P. desenvolveu um ódio incurável ao PT porque acompanhou de perto, por meio do marido engenheiro do setor de energia, a feérica escalada de corrupção dos anos Lula e Dilma. O cônjuge participou de leilões de obras públicas e, sem se corromper, viu o “quem dá mais” levar os contratos. Depois da recessão agravada pela nova matriz econômica, ele amargou o desemprego, acirrando a ojeriza da mulher pelo partido e pela esquerda.

O casal sofreu o achatamento de renda enfrentado por grande parte da classe média e percebeu, na ascensão da chapa Bolso/Guedes, a aliança sonhada entre a repugna que sentia da política e a promessa do menos Brasília e mais Brasil.

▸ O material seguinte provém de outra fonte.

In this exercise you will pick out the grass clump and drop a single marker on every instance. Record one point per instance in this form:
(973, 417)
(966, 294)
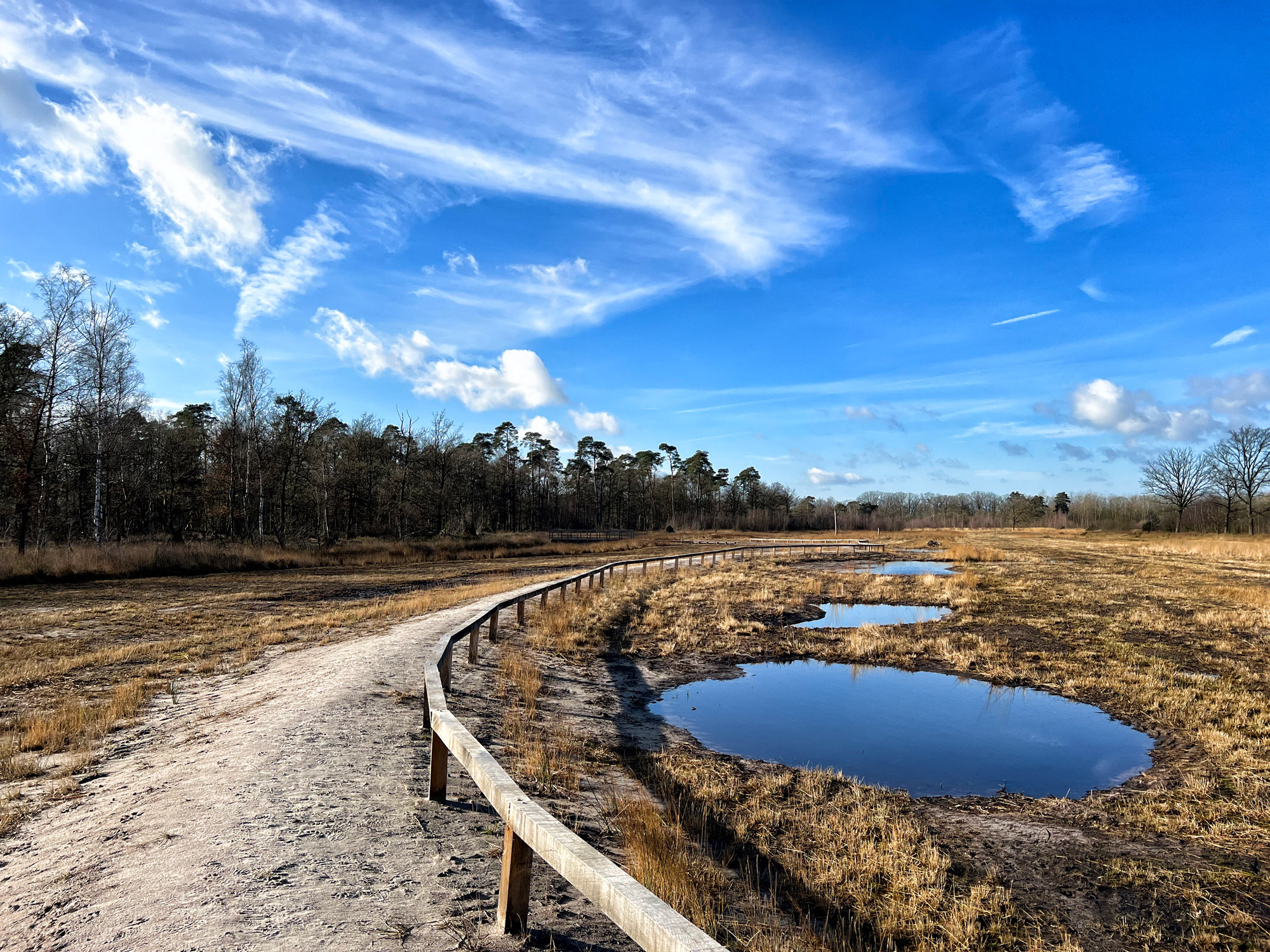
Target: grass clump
(547, 756)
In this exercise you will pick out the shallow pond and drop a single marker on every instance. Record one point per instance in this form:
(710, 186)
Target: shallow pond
(930, 734)
(838, 616)
(905, 569)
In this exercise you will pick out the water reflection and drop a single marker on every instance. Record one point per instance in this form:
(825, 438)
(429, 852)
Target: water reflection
(854, 616)
(930, 734)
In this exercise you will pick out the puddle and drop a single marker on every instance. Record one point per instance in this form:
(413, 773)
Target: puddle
(904, 569)
(930, 734)
(838, 616)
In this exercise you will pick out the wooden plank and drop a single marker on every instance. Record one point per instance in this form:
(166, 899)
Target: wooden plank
(514, 887)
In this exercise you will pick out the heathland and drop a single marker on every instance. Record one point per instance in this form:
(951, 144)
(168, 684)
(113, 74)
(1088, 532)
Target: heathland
(1166, 634)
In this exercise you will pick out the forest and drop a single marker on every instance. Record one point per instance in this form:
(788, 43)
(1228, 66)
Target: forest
(83, 460)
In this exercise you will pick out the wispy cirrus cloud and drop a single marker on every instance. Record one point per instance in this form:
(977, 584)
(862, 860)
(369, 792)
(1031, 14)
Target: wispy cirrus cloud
(1027, 318)
(1012, 126)
(1235, 337)
(596, 422)
(825, 478)
(519, 380)
(1094, 289)
(291, 268)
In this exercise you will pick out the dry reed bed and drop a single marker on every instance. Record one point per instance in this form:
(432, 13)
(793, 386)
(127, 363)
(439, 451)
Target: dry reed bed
(1170, 645)
(154, 559)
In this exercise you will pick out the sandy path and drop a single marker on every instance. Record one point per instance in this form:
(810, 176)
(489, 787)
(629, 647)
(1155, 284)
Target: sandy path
(279, 810)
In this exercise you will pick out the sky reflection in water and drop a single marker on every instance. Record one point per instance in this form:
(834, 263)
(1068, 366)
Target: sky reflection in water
(930, 734)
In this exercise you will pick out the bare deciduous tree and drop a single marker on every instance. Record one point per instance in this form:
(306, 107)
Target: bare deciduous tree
(109, 381)
(1243, 460)
(1178, 478)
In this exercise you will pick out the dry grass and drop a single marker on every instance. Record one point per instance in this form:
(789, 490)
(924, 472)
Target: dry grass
(584, 626)
(545, 756)
(849, 856)
(72, 673)
(1164, 638)
(156, 559)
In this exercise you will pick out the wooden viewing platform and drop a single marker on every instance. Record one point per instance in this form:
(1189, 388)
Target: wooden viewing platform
(590, 535)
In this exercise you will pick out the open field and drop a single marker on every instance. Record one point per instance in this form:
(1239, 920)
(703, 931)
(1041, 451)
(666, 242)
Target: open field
(1166, 634)
(79, 659)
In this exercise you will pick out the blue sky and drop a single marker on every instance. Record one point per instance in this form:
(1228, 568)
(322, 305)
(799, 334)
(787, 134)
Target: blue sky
(919, 247)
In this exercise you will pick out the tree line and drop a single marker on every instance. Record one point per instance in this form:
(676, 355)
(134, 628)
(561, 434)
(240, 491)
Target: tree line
(82, 460)
(1227, 480)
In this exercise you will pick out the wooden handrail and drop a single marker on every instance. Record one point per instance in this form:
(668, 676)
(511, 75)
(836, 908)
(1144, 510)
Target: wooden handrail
(653, 925)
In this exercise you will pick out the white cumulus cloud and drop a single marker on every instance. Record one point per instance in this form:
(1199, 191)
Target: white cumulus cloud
(824, 478)
(551, 431)
(520, 378)
(291, 268)
(205, 191)
(1109, 407)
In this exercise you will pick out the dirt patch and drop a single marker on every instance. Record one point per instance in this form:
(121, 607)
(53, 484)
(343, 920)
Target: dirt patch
(284, 809)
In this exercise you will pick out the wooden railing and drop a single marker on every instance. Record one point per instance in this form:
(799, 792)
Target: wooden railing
(530, 828)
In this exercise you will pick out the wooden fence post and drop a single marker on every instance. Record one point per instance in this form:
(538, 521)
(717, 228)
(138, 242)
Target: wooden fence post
(514, 887)
(440, 770)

P. se engajou nas correntes midiáticas de Jair, repostando fake news no Zap, no Twitter, no Face e no Insta com a ira dos possuídos. Movida a ressentimento, ela acreditou no discurso antissistema da extrema direita, que prometia tanto a concertação do Congresso, do Senado e do Supremo quanto a forca aos comunistas, aos artistas mamadores das tetas e aos assaltantes que a atormentavam pelas esquinas do Leblon.

A eleição de Bolsonaro não diminuiu a frequência de suas postagens. Dois dias depois da vitória, P. repassou uma publicação com a foto de Marcelo Adnet, emoldurado por letras garrafais, acusando o ator de ser o dono da voz que imitara a do então candidato, supostamente gravada no hospital onde ele se recuperava da facada de Adélio. “VAMOS BOICOTAR MARCELO ADNET!”, incitava o post.

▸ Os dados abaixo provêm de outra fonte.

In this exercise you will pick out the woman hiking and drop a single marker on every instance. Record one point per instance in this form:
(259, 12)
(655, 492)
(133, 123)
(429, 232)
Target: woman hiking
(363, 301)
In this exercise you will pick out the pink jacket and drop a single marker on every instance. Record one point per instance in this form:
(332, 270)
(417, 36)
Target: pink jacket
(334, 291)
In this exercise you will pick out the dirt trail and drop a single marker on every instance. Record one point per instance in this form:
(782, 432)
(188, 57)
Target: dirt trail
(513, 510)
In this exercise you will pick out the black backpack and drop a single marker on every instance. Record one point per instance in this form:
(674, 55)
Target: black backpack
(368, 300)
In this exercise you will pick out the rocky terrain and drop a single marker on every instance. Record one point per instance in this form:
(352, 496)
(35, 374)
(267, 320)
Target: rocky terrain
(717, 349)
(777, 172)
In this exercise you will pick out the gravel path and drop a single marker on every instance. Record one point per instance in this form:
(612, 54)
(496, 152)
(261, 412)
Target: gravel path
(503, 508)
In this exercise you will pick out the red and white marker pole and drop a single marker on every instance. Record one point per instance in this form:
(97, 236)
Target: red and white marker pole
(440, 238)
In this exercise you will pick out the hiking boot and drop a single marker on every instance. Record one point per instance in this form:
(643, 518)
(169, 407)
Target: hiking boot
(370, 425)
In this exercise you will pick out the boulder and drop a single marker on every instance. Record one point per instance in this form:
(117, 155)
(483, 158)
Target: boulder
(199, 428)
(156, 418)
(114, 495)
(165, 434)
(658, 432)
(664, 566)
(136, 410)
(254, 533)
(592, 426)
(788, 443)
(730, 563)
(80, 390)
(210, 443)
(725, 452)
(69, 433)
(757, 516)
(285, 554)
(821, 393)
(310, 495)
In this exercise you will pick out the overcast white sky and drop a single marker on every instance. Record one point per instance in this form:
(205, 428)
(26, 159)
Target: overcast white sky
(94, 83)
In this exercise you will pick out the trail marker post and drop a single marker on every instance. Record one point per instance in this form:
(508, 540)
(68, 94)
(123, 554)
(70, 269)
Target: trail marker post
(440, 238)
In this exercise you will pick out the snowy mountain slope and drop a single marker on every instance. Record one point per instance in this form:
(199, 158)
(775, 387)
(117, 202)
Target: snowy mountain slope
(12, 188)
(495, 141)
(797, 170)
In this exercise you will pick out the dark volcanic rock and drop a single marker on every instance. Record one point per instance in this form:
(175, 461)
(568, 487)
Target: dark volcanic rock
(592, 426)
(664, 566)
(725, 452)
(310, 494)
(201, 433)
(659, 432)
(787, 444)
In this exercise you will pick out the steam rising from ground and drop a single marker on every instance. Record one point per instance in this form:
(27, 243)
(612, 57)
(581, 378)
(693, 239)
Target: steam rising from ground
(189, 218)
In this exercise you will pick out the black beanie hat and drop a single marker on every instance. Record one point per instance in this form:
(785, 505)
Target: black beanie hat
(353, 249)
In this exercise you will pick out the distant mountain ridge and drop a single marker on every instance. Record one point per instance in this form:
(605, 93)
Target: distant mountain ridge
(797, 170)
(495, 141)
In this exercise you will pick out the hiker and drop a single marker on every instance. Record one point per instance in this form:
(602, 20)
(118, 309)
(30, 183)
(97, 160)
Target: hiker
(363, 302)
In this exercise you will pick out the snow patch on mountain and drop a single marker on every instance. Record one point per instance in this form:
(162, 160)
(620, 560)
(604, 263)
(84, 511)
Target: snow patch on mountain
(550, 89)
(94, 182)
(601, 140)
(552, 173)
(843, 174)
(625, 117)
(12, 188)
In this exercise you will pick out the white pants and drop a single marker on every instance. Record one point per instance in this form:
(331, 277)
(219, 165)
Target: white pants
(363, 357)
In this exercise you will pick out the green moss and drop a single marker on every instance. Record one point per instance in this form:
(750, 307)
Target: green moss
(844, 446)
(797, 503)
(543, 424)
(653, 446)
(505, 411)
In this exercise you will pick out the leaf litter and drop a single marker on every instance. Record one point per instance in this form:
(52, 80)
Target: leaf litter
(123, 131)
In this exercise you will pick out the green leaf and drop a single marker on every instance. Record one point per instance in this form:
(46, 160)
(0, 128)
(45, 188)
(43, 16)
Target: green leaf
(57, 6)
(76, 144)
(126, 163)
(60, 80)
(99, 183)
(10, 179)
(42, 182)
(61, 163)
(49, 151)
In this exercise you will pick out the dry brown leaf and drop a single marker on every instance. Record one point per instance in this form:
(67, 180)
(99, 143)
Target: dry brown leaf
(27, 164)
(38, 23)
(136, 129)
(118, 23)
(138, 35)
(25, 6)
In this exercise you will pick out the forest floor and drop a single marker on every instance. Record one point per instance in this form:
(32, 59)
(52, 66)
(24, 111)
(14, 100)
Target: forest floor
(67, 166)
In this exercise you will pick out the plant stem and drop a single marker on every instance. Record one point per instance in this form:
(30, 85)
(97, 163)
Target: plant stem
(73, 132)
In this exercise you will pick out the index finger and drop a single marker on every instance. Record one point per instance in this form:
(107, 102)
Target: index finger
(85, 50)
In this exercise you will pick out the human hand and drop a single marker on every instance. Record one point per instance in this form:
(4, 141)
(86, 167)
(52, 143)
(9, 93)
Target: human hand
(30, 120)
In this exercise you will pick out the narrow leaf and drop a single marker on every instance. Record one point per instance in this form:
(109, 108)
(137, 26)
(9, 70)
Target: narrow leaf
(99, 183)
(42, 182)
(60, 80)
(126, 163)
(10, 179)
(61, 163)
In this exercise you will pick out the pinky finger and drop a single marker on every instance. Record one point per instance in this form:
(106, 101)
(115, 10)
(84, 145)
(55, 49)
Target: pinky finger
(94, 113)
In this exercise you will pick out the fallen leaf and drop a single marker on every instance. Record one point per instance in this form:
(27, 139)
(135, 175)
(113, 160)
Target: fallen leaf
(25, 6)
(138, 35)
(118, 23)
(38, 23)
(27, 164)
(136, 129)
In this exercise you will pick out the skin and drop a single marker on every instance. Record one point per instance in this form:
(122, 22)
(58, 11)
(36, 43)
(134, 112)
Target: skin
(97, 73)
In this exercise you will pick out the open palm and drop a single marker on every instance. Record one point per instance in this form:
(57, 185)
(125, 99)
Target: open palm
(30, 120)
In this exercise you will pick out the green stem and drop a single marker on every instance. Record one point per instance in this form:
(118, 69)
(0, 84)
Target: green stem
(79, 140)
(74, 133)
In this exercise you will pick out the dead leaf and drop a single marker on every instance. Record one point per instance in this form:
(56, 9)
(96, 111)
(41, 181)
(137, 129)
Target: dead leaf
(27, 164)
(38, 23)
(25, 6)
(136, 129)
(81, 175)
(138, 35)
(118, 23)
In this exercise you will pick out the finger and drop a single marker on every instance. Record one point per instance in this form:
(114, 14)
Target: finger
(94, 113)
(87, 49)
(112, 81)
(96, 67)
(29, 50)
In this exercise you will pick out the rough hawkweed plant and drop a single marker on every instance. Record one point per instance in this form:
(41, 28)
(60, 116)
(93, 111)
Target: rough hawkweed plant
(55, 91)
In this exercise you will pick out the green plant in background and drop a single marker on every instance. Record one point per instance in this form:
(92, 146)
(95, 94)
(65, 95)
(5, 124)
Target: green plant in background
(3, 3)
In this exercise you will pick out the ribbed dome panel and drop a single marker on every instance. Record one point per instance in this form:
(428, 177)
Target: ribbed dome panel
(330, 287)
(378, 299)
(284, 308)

Eu convivia com P. havia mais de 20 anos. A publicação mentirosa, pedindo a cabeça de um colega que admiro, bem como a ciência de que a raiva orquestrada tinha como alvo o setor ao qual pertenço, me fez escrever uma mensagem no seu perfil.

“P.”, comentei, “conheço o Adnet, a dublagem de Jair não foi feita por ele. Qual o sentido de perseguir um ator jovem e talentoso? Vocês ganharam a eleição. Por que alimentar o caça às bruxas, agora que o pleito terminou?”.

Ela não me respondeu. Dias depois, repassou mais uma fake, apontando o ex-deputado Jean Wyllys como mentor da tentativa de assassinato de Messias. De pronto, enviei nos comentários o desmentido da Agência Lupa, que faz checagem de notícias fraudulentas.

P. me cancelou no Face e nunca mais nos falamos.

O homem é um animal gregário. Minhas reprimendas roubavam de P. o prazer do pertencimento. Ela se transformara numa das Fúrias que, junto a tantas outras, havia tirado o PT do poder e entronizado o justiceiro. A eleição era só o começo de uma longa vigília. P. movera o tabuleiro graças a uma corrente de engajamento que dera sentido à sua vida e da qual não queria mais se separar.

Desde o meu banimento do seu perfil, pergunto a amigos comuns sobre a resiliência de P., mas nada parece demovê-la do culto ao líder.

O despreparo de Weintraub, o delírio de Goebbels do ex-secretário da Cultura, a vizinhança do Vivendas da Barra, os ataques à China, o filé-mignon dos filhos, as queimadas da Amazônia, o menosprezo do vírus, o boicote ao confinamento, a demissão de Mandetta, o comício antidemocrático do dia do Exército e a aproximação com o velho centrão, nada abalou a sua fé.

Nos raros momentos de desconforto com Jair, havia sempre o ex-ministro da Justiça e o ainda ministro da Economia para reassegurar a idoneidade do governo e o futuro liberal do país.

P. era a alma dos 33%.

Desde a ruidosa renúncia de Sergio Moro, no entanto, sua rede social emudeceu. Dessa vez, as denúncias não partiam da Globo comunista ou da Folha esquerdista, mas do herói da Lava Jato que, não satisfeito, ainda afirmava que o PT, mesmo sob investigação, jamais interferira no trabalho da Polícia Federal.

Difícil saber se P., convencida pelas nuvens bolsonaristas, verá no ídolo um traidor, ou se, em meio à manada, dará as costas para o mito.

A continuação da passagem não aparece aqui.